In Parkinson’s disease (PD), neuroinflammation and loss of neuronal connections are the main cause of neural impairment, and loss of brain cells. The accumulation of misfolded α-synuclein protein in the damaged cells, proteasomal and lysosomal dysfunction and reduced mitochondrial activity [53,54,55]. Iron accumulation with the misfolded α-synuclein protein could be due to oxidative stress, protein aggregation, or neuronal death [56]. In the regulation of the release and transmission of neurotransmitters and in the growth and development of related neurons some chemokines demonstrated have major roles. In addition, PD is related to immune and inflammatory mechanisms and suggested the role of chemokines in the underlying mechanisms. Administration of anti-CCL11 neutralizing antibody reduced the production of pro-inflammatory factors and the CD4 + /CD8 + T cells infiltration in the substantia nigra of mice, and improves motor symptoms in PD mice [57].

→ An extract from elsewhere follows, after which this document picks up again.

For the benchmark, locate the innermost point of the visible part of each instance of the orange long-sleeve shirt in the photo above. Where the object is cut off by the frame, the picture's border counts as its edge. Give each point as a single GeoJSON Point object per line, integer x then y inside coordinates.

In Alzheimer’s disease (AD), microglial activation and neuroinflammation contribute to hippocampal atrophy. The hippocampus region is critical in learning and memory processes and is one of the strongest predictors of disease progression [58]. Eotaxin-1 levels increase throughout life and contribute to the possibility that CCL11 is an effector molecule in aging, the main risk factor for developing AD. Previous studies have reported the elevation and importance of CCL11 with age at the onset of AD [33]. Among carriers of the CCL11, A23T mutation in the region of eotaxin-1 binding and activation of its receptor CCR3 modulate eotaxin-1 signaling and neuroinflammation [59].

CCL11 and COVID-19 infection

Elevation of CCL11 levels in the sera and CSF of patients with neuroinflammatory disorders such as neuromyelitis optica, multiple sclerosis, and HTLV-1-associated myelopathy have been previously demonstrated [49, 60]. Many reports have shown the elevation of chemokines in COVID-19 patients [50, 61]. Determination of CCL11 with CBC indexes may be helpful in the early prediction of the severity, diagnosis, and follow-up of critical COVID-19 patients in the course of the disease [62]. In COVID-19 infection, immune responses mediated by T-helper 2 are related mainly to CCL11 and IL-4 and the recruitment of NK cells, eosinophils, and macrophages, a similar immune response to that seen with other respiratory viruses [63]. Analysis of soluble biomarker levels in COVID-19 cases ranging from mild/moderate to critically severe revealed that elevations in CCL11 and CCL26 levels were correlated with disease severity [62]. As physiosomatic symptoms are related to eotaxins, they, especially CCL11, may play a role in COVID-19 neurologic syndrome. Previous evidence supports this hypothesis, with special emphasis on the role of eotaxin-1 in neural demyelination [50]. It is recommended that eotaxin-11 levels be monitored as a predictor for COVID-19 neurologic syndrome.

Conclusion

It has been documented that in systematic inflammation, cytokines may damage the BBB and potentially play a role in neurological complications. CCL11 is synthesized by microglia, and in inflammatory and cytokine storm conditions, its blood-originated source could transport across the BBB and enter the brain [32]. Previous studies have shown that CCL11 reduces neurogenesis and is related to aging [33]. Elevated CCL11 levels have been demonstrated in neuroinflammatory disorders like multiple sclerosis (MS), in neurodegenerative situations such as Alzheimer’s disease, and in psychiatric illnesses such as major depression, bipolar disorder, and schizophrenia [29, 30, 34,35,36]. Considering the recent COVID-19 pandemic, it seems to be too soon to describe the full clinical features of COVID-19 neurological syndrome; however, published evidence shows an increased number of patients with neuropsychological effects of COVID-19, such as various degrees of depression, sleep impairment, and anxiety, in the survivors, irrespective of severity [7]. With regard to the role of CCL11 in physiosomatic and neuroinflammation, it may be valuable to analyze the level of this chemokine in the sera or SCF of COVID-19 patients. Elevated levels of CCL11 may be used to predict neuroinflammation related post-COVID-19 complications, and using the chemokine modulators may help to lessen the neurologic complications in these patients.